Il ne s’agit pas de dresser nous-mêmes des tentes, d’essayer de figer la vie sur ce moment de lumière et de ne plus avancer, mais de nous laisser couvrir par l’ombre de la nuée et d’entendre résonner la voix du Père : « Celui-ci est mon Fils bien-aimé : écoutez-le ! ».

Des instants de lumière nous sont parfois donnés dans nos vies pour nous mettre en route. Ensuite, nous regardons tout autour, nous ne voyons plus que Jésus seul avec nous. Mais cette présence change tout ! L’horizon entrevu dans la clarté ne va plus cesser de nous attirer, même si c’est bien souvent de nuit, ou comme malgré nous, dans un quotidien marqué par l’épreuve et le doute.

Faisons mémoire de ces moments ou de cet unique instant où notre vocation profonde nous a été donnée. Dans cette mémoire recevons à nouveau le sens de notre vie et allons y puiser la joie et la force de continuer à avancer avec Jésus seul. Avec lui, vivons dans l’Espérance que rien ne peut nous ravir.

Prier

Loué sois-tu, Jésus, dès l’aurore engendré, le Père te rend témoignage : tu es son Fils bien-aimé.

Loué sois-tu, Jésus, lumière née de la lumière, aujourd’hui tu nous donnes le signe que la mort ne te gardera pas captif et déjà tu nous annonces ta résurrection.

Loué sois-tu, Jésus, ta face transfigurée nous révèle la beauté du Père.

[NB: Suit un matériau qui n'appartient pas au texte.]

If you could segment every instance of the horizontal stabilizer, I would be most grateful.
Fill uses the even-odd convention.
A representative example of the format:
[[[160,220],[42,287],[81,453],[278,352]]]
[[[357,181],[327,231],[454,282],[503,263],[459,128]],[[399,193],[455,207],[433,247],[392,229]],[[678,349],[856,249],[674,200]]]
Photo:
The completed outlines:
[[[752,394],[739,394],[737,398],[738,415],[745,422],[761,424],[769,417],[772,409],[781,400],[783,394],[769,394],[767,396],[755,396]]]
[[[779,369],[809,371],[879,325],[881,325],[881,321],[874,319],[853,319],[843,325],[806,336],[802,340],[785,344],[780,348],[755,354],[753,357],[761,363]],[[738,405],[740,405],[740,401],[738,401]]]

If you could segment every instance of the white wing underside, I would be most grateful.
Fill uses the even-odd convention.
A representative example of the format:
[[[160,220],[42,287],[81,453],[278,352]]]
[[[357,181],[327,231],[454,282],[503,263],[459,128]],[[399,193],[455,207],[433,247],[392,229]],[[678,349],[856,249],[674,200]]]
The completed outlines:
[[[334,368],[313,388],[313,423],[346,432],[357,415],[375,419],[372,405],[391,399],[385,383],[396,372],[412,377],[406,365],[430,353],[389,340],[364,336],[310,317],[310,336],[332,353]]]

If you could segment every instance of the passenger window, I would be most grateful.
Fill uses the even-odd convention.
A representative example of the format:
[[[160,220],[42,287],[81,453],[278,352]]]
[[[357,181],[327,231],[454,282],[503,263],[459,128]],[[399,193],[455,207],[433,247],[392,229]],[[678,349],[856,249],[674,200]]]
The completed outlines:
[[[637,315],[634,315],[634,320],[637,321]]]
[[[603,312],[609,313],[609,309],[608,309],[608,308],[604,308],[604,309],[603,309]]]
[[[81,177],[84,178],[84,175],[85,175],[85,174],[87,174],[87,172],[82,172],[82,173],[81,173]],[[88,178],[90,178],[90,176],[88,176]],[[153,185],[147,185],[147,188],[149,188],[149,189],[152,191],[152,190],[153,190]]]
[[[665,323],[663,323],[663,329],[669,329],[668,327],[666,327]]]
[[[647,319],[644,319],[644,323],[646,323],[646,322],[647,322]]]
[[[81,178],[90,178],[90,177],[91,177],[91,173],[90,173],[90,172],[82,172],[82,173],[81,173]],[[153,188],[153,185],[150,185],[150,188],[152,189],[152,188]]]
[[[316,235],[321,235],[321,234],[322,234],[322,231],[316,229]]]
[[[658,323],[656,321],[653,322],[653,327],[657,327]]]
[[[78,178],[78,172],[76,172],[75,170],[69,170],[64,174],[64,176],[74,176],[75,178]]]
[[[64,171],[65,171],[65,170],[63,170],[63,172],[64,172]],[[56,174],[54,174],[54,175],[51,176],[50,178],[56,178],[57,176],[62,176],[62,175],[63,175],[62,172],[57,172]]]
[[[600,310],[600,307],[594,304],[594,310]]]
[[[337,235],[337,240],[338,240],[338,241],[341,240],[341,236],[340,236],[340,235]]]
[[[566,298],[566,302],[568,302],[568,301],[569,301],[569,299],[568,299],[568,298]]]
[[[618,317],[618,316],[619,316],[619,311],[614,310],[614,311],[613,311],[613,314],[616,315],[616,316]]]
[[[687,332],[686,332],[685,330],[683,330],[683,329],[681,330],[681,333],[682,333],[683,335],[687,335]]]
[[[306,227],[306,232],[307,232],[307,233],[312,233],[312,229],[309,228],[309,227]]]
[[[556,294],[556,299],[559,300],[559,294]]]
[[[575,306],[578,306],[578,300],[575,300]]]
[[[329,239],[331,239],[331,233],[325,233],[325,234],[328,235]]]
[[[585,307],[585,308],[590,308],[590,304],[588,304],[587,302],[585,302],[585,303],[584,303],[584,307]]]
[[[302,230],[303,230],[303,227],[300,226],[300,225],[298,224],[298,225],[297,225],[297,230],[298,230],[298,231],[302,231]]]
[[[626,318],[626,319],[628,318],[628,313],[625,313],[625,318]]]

Loué sois-tu, Jésus, dans ton visage rayonnant de gloire, tu nous dis que nous aussi, nous sommes appelés à vivre avec toi dans l’intimité du Père.

2e dimanche de Carême

L’Évangile (Mc 9, 2-10)

En ce temps-là, Jésus prit avec lui Pierre, Jacques et Jean, et les emmena, eux seuls, à l’écart sur une haute montagne. Et il fut transfiguré devant eux. Ses vêtements devinrent resplendissants, d’une blancheur telle que personne sur terre ne peut obtenir une blancheur pareille. Elie leur apparut avec Moïse, et tous deux s’entretenaient avec Jésus. Pierre alors prend la parole et dit à Jésus : « Rabbi, il est bon que nous soyons ici ! Dressons donc trois tentes : une pour toi, une pour Moïse, et une pour Elie. » De fait, Pierre ne savait que dire, tant leur frayeur était grande. Survint une nuée qui les couvrit de son ombre, et de la nuée une voix se fit entendre : « Celui-ci est mon Fils bien-aimé : écoutez-le ! » Soudain, regardant tout autour, ils ne virent plus que Jésus seul avec eux. Ils descendirent de la montagne, et Jésus leur ordonna de ne raconter à personne ce qu’ils avaient vu, avant que le Fils de l’homme soit ressuscité d’entre les morts. Et ils restèrent fermement attachés à cette parole, tout en se demandant entre eux ce que voulait dire « ressusciter d’entre les morts ».

Autres textes : Gn 22, 1-2.9-13.15-18  ; Ps 115 (116a)  ; Rm 8, 31b-34.